Penso che gli insegnanti debbano essere pagati in base al merito (misurarlo non è facile, ma è sempre meglio dell’alternativa), che i più fannulloni debbano essere licenziati, e penso che nelle zone del Paese a più alto degrado sociale vadano mandati gli insegnanti migliori, con un sostanzioso bonus stipendiale.
Qualcosa di simile viene fatto in Scandinavia, dove (forse non a caso) il ruolo dell’istruzione pubblica nel garantire mobilità sociale è maggiore.
Detto ciò.
In un’economia di mercato funzionante (la nostra non è né funzionante né – spesso – di mercato) i salari vengono fissati in relazione:
1) alla produttività
2) al costo della vita.
Brevemente ricordiamo il perché:
1) Se il salario nominale cresce più della produttività del lavoro, il costo del lavoro per unità di prodotto sale, le aziende perdono competitività e nella migliore delle ipotesi non creano risorse per crescere. Nella peggiore chiudono o chiedono (e in Italia ottengono) soldi pubblici per non chiudere.
Se, invece, il salario nominale cresce meno della produttività del lavoro, abbiamo una iniqua distribuzione a vantaggio di chi possiede il capitale.

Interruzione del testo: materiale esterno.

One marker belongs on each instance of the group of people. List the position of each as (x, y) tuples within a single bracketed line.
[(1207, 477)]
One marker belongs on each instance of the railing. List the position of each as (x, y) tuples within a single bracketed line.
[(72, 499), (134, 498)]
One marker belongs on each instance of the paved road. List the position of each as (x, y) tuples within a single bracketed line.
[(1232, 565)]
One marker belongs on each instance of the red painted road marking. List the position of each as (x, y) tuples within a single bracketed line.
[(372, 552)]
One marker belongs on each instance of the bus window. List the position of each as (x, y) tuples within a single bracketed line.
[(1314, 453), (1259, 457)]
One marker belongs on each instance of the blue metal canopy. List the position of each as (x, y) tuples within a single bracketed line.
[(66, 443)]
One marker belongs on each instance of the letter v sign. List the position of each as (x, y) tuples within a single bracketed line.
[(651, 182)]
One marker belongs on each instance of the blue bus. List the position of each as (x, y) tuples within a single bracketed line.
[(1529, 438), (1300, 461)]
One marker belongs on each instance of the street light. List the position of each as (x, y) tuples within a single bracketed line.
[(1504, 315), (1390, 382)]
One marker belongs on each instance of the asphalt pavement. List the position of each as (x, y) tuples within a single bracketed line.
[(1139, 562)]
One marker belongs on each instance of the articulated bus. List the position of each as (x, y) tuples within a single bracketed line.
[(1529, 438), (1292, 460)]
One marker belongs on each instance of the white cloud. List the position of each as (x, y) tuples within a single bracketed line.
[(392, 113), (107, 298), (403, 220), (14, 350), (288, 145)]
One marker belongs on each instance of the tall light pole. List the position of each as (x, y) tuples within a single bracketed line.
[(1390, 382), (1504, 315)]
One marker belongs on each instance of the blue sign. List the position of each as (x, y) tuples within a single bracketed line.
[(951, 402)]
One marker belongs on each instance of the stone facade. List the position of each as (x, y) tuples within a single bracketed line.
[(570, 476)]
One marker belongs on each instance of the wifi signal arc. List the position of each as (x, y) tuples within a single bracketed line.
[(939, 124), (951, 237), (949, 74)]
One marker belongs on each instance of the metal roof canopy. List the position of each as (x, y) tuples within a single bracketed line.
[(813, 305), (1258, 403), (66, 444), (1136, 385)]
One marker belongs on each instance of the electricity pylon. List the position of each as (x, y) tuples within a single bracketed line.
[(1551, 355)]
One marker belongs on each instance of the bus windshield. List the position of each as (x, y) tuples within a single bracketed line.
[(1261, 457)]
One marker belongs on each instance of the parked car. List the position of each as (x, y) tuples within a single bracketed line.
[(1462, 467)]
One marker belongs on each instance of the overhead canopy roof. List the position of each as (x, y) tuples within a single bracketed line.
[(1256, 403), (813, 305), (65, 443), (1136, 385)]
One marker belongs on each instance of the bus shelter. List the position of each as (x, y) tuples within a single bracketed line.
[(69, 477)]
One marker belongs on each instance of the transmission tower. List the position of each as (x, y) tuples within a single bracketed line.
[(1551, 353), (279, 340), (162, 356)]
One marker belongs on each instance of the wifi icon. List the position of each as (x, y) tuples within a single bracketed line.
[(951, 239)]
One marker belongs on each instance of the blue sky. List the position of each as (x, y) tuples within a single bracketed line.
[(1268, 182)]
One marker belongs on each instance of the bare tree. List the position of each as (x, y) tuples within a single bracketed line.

2) COSTO DELLA VITA. Se il salario nominale è uguale, ma nella zona A la vita costa il 20% più che nella zona B, nella zona A il salario reale (l’unico che conta, per il funzionamento dell’economia) sarà più basso del 20%.
Così otteniamo due risultati pessimi:
nella zona A i lavoratori sono danneggiati da un potere d’acquisto inferiore (con tutti gli effetti di domanda insufficiente che ne derivano)
nella zona B la domanda di lavoro da parte delle imprese è più bassa di quella che potrebbe essere, danneggiando quindi i disoccupati.
Chiunque in Italia si azzardi a ricordare questi due -invero piuttosto semplici – meccanismi di funzionamento delle moderne economie di mercato, viene accusato di essere uno schiavista (per la produttività) e di voler reintrodurre le gabbie salariali(per il costo della vita).
Te lo dicono da sinistra (dove, sul mercato del lavoro, sono tornati al “salario variabile indipendente” degli anni 70) e da destra (dove non c’è analisi economica ma solo ricerca dello slogan più efficace).
Questa è la ragione per cui in Italia i salari non verranno mai fissati in accordo con produttività e/o costo della vita.
State tranquilli: noi pochi difensori della razionalità economica lo abbiamo capito bene, e da tempo. E ci sta bene. Con l’età abbiamo imparato a non prendercela.
Una sola cosa chiediamo in cambio: almeno risparmiateci lo spettacolo indegno di un paese che – in mezzo secolo – non riesce a fare neanche un piccolo passo in avanti nel dibattito pubblico.
Non dico nelle politiche realizzate, eh. Ma almeno nel dibattito pubblico.